Important Facts for the Foreign Visitor

Johannesburg

In 1886 one George Harrison stumbled upon an outcrop of Quartz.  He sampled a section which turned out was the only surface outcrop of one of the richest gold reefs in the world.  He pegged the first claim on the reef, later sold it for 10 pounds and vanished without a trace.  Today the site where Harrison made his discovery is known as George Harrison Park.  This, apart from Harrison Street in Central Johannesburg, is all that remains of his memory.

Prospectors and fortune seekers poured in and the shanty town that sprang up continued to keep on growing.  In less than 100 years, Johannesburg has become the powerhouse of Africa.

The Witwatersrand has some of the deepest gold mines in the world, going down as deep as 4000 meters, which is in turn, about 2000 meters below sea-level!  These mines employ around 500 000 people and it takes a ton of rock to yield about 15 grams of gold.

The City is well served with museums, theatres, sport venues and green belts.  Gold Reef City is a replica of the early days of Johannesburg with restaurants, shops, traditional dancing and underground trips.

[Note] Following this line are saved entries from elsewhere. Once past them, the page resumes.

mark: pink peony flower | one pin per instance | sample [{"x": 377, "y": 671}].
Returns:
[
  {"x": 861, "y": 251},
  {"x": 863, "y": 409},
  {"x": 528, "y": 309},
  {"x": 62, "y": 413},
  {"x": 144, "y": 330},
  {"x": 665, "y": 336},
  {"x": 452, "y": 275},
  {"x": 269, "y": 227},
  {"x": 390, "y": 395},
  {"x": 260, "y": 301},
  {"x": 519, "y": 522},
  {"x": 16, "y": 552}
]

The Witwatersrand, as the area is known, is situated on the high African plateau and at an altitude of almost 2000 meters above sea-level is blessed with a pleasant climate.

Pretoria

According to oral tradition the parent tribe of the Ndebele in the area where Pretoria was later established was that of a chief called Msi (or Musi), who lived three or four centuries ago.  The river which runs through the city was called after one of Msi’s sons, Tshawane, which means little monkey or little baboon.  When the first whites arrived they took over the name and called it the Apies (Monkey or Monkeys) River.  Another theory is that they called it the Apies after the blue vervet monkeys which inhabited its banks.

Around 1820 the Difaqane or Mfecane started, the black migration process which set into motion a period of unequalled disruption and dislocation among the black inhabitants of the highveld plateau of the interior.  It was the result of a chain reaction of attacks set into motion by several Nguni groups across the Drakensberg from the present KwaZulu-Natal in order to escape Zulu expansion.  The most important event during the Difaqane was the migration of Mzilikazi, a subservient chief of King Shaka of the Zulus, to the highveld.

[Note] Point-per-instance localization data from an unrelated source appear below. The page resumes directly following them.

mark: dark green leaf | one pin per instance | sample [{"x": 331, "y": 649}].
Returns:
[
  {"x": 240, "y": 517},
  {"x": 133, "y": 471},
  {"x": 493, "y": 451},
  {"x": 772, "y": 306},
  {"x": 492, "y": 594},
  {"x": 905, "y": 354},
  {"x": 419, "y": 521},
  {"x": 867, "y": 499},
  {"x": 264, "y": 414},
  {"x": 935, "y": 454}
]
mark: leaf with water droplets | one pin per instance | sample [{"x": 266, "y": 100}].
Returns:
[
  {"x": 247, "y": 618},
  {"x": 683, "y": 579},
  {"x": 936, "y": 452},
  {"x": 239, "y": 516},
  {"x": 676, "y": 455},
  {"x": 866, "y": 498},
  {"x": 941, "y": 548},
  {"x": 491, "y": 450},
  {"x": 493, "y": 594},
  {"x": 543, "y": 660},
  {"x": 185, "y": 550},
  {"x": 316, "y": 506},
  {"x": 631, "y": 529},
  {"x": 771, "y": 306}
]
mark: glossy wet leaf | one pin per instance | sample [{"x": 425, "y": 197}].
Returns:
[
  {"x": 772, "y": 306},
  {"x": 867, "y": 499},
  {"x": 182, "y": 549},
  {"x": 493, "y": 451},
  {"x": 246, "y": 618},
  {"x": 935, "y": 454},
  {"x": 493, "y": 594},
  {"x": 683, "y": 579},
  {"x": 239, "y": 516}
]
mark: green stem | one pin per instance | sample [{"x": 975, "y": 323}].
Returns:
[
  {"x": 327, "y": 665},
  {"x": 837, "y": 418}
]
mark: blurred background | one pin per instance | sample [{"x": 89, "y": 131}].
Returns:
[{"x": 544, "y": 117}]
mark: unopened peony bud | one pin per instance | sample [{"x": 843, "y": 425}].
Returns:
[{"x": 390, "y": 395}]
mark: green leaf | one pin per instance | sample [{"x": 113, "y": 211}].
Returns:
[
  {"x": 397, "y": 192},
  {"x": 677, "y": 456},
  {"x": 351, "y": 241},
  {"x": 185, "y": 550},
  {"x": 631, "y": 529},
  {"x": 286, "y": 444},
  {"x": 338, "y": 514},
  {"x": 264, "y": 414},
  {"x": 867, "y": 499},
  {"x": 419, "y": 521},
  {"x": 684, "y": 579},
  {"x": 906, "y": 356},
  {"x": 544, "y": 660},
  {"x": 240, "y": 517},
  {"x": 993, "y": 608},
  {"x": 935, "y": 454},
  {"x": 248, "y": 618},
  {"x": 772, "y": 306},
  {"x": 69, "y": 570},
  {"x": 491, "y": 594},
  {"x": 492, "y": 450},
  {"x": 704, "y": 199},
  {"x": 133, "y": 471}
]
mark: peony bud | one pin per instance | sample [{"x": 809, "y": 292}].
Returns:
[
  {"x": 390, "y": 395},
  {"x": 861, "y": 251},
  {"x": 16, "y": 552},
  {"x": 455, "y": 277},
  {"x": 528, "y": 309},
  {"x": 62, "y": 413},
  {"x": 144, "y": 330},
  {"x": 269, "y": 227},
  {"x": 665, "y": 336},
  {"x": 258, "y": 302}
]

The early development of Pretoria was closely associated with the political and constitutional development of the Voortrekker state north of the Vaal River.  After recognition by the British authorities of the independence of the Voortrekkers north of the Vaal River in 1852, the South African Republic remained deeply divided.  In 1853, M.W. Pretorius took over the leadership from his father, Andries Pretorius, and decided to do something about the divided state of affairs.  He bought property along the Apies River for the purpose of establishing a centrally situated capital.  The town was established on 16 November 1855, but only in 1860 was it recognized as capital.

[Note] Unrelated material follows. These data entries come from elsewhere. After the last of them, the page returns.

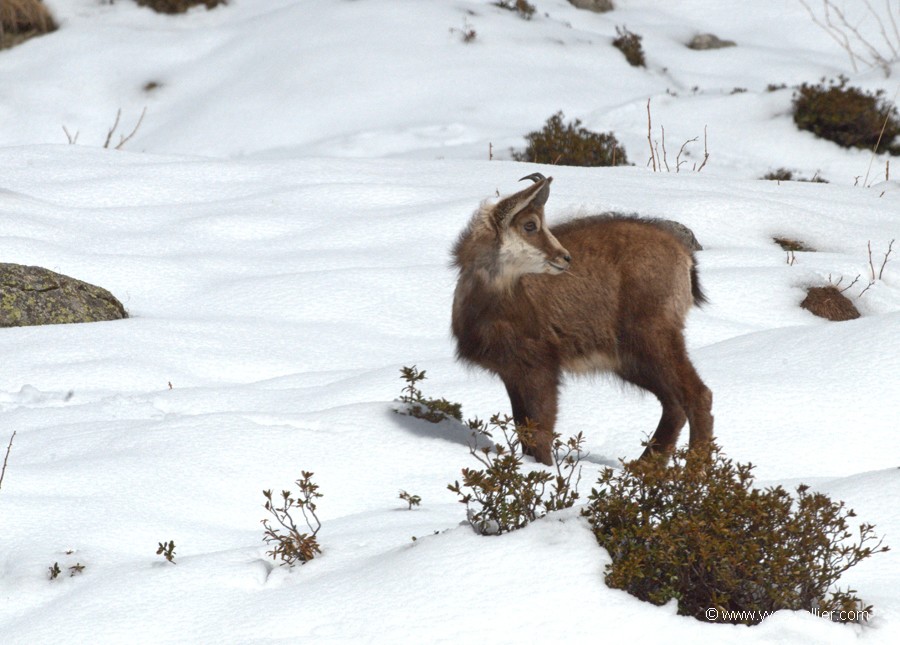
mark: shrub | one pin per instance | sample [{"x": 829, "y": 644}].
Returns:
[
  {"x": 431, "y": 410},
  {"x": 22, "y": 19},
  {"x": 630, "y": 44},
  {"x": 830, "y": 303},
  {"x": 522, "y": 7},
  {"x": 502, "y": 498},
  {"x": 597, "y": 6},
  {"x": 571, "y": 145},
  {"x": 288, "y": 543},
  {"x": 411, "y": 500},
  {"x": 167, "y": 550},
  {"x": 783, "y": 174},
  {"x": 697, "y": 531},
  {"x": 178, "y": 6},
  {"x": 791, "y": 244},
  {"x": 847, "y": 116}
]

It is a pleasant city with streets lined with beautiful Jacaranda trees.  The trees bloom in October and November and the estimated 70 000 trees in the city, descendants of two trees imported from Rio de Janeiro in Brazil, drop millions of flowers to the ground forming pools of brilliant colour.  West of Pretoria lies the large man made Hartebeespoort Dam, a much loved destination for city dwellers and a weekend retreat for the lucky few who maintain houses on the slopes of the Magaliesberg Mountains, which surrounds the dam.  The Magaliesberg is one of the oldest mountain ranges in the world, older than the Himalayas or the Alps.  Formed around 2300 million years ago, the mountains were at the edge of an ancient inland sea.

Climate

Position:  S 26° 08’ E 28° 14’

Height: 1694 meters (5500 feet) above sea level

Period: 1961 – 1990

Johannesburg has a delightfully mild climate, neither humid nor too cold for comfort. There are about six weeks of chill in mid-winter (July to August).  Summer, offering warm African sunshine followed by balmy nights, runs from October to March. The seasons are flexible, one running into the next, and summer habitually spills over into spring and autumn. The nights can be chilly, particularly in winter. Bring a jacket to wear in the evenings.  The rainy season is in summer rather than in winter. Rainstorms are often harsh accompanied by much thunder and lightning and occasional hail, but they are brief and followed by warm sunshine.